Die Staatspolitischen Kommissionen beider Räte hatten dieser parlamentarischen Initiative zunächst Folge geben. Die Initiative will den Ratsmitgliedern untersagen, bezahlte Mandate von Unternehmen oder Organisationen anzunehmen, die von rechtlichen Regelungen betroffen sein könnten, für deren Beratung diejenigen Kommissionen zuständig sind, denen die Ratsmitglieder angehören. Bei der Konkretisierung dieses Anliegens im Parlamentsgesetz zeigte sich allerdings, dass die Initiative rechtliche und praktische Fragen aufwirft. Nach der Anhörung von Fachleuten und der Einholung eines Rechtsgutachtens des Bundesamts für Justiz über die Verfassungsmässigkeit des Vorhabens ist die Kommission zum Schluss gekommen, dass keine verfassungskonforme Umsetzung des Initiativanliegens möglich ist, insbesondere deshalb nicht, weil eine Ungleichbehandlung zwischen den Ratsmitgliedern geschaffen und deren wirtschaftliche Freiheit übermässig eingeschränkt würde.
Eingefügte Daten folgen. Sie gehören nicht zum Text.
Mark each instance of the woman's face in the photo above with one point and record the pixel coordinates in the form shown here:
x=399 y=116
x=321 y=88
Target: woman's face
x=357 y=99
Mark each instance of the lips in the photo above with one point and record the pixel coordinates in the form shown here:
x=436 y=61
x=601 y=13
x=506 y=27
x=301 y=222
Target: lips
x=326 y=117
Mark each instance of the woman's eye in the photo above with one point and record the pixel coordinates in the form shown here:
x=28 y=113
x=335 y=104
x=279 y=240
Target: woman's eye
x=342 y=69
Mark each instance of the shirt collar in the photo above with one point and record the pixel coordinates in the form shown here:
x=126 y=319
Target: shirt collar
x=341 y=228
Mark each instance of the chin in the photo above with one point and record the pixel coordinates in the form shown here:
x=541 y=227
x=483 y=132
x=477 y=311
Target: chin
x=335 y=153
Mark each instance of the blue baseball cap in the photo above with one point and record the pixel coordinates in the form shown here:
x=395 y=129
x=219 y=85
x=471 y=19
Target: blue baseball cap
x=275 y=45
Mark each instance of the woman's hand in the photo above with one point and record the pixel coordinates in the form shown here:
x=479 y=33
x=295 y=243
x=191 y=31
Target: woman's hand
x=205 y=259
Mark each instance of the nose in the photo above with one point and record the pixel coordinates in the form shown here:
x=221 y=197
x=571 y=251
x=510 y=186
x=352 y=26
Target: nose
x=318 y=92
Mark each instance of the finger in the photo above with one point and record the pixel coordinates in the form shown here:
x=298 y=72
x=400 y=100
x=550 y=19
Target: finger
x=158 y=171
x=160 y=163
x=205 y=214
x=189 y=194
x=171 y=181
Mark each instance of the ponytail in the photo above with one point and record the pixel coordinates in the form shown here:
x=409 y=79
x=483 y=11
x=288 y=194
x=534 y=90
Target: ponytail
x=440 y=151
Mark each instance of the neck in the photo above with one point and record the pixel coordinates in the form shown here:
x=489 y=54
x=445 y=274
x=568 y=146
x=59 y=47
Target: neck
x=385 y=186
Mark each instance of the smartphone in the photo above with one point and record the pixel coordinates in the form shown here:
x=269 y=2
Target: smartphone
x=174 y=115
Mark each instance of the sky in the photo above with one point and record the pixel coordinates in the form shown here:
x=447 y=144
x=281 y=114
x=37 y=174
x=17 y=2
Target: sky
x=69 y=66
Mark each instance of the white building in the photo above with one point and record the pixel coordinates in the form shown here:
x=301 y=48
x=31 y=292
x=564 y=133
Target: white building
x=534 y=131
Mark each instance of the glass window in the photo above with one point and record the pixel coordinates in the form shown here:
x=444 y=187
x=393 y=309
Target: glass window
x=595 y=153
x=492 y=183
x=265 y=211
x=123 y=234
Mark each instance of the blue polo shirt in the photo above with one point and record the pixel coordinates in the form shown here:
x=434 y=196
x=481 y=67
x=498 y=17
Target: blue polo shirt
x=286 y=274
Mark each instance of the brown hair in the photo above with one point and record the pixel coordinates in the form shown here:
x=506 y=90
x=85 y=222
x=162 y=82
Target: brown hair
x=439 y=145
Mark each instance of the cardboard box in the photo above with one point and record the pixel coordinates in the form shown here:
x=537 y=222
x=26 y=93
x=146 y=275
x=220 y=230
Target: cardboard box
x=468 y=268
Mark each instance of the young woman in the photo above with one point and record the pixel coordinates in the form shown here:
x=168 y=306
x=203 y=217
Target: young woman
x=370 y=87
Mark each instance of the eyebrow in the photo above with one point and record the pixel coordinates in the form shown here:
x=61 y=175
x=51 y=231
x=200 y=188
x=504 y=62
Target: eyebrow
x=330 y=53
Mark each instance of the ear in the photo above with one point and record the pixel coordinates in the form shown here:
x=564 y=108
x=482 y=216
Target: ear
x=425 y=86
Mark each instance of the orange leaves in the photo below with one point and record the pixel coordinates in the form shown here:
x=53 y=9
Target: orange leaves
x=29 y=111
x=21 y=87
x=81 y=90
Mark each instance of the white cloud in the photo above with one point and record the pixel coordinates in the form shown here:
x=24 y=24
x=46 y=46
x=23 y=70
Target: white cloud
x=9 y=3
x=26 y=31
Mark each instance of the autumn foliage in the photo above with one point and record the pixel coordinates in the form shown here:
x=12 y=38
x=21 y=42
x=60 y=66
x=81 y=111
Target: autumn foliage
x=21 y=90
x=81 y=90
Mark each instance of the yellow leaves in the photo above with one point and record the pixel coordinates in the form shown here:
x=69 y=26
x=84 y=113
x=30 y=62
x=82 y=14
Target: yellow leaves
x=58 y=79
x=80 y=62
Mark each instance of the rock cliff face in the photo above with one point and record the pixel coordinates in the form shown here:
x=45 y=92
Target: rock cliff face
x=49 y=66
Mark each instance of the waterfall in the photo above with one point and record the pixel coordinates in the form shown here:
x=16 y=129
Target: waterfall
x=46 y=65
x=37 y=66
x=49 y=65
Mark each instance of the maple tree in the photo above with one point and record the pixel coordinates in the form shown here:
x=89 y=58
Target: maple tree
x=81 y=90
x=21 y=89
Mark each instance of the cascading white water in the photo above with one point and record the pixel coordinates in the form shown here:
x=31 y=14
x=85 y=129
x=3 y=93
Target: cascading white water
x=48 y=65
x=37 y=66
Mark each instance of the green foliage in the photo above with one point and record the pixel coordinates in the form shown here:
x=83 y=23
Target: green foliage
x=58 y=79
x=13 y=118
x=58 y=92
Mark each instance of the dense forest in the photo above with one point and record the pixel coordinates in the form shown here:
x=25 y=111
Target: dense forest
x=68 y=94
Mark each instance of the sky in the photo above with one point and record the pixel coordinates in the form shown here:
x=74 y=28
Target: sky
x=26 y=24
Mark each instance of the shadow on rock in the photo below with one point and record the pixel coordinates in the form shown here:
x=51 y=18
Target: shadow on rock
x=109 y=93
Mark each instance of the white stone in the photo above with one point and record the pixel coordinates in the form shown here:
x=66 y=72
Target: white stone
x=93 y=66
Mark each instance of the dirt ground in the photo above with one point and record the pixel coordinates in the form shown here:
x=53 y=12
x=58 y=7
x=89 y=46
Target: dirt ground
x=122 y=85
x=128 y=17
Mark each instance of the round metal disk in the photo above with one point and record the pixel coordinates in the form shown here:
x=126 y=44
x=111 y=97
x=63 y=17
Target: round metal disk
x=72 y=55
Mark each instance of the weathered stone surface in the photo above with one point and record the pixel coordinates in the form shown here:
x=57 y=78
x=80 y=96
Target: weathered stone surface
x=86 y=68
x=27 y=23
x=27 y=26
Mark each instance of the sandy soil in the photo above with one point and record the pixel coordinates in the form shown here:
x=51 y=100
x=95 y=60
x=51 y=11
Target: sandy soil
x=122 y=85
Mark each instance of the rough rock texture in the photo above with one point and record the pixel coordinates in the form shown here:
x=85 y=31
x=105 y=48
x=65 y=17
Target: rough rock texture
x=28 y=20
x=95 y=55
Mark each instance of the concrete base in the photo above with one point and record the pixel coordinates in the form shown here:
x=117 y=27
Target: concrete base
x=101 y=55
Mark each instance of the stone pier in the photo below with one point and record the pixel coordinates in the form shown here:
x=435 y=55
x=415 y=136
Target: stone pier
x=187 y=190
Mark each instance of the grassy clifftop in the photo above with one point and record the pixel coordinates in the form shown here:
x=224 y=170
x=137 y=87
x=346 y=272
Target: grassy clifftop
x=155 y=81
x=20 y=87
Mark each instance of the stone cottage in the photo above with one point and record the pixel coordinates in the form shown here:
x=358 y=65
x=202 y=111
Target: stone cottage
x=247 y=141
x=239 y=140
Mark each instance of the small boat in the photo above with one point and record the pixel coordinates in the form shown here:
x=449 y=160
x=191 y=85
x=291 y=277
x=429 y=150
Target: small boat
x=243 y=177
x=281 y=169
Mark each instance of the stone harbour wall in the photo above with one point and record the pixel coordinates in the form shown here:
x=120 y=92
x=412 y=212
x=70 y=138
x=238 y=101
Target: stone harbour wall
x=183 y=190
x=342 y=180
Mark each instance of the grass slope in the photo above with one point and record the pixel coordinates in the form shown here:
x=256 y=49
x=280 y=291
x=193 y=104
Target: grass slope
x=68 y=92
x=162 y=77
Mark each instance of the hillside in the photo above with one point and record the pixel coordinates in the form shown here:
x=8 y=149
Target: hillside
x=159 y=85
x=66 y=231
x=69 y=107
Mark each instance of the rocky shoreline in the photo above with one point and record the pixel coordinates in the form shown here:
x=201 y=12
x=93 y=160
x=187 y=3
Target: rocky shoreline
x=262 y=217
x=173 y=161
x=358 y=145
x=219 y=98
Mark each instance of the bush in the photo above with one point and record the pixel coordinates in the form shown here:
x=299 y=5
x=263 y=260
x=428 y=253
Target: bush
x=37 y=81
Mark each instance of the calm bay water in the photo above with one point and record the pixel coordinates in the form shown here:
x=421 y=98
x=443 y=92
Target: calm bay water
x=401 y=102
Zudem brächte eine entsprechende Regelung zu viele Auslegungs- und Anwendungsprobleme mit sich. Vor dem Hintergrund, dass den Bürgerinnen und Bürgern die Transparenz über die Nebentätigkeiten der Ratsmitglieder ein Anliegen ist, hat die Kommission eingehend darüber diskutiert, eine Kommissionsinitiative einzureichen, welche eine Ausdehnung der aktuellen Offenlegungspflichten verlangt. Mit 7 zu 4 Stimmen bei 1 Enthaltung ist sie allerdings zum Schluss gelangt, dass dies keinen Mehrwert bringen würde und das geltende Recht ausreichend ist.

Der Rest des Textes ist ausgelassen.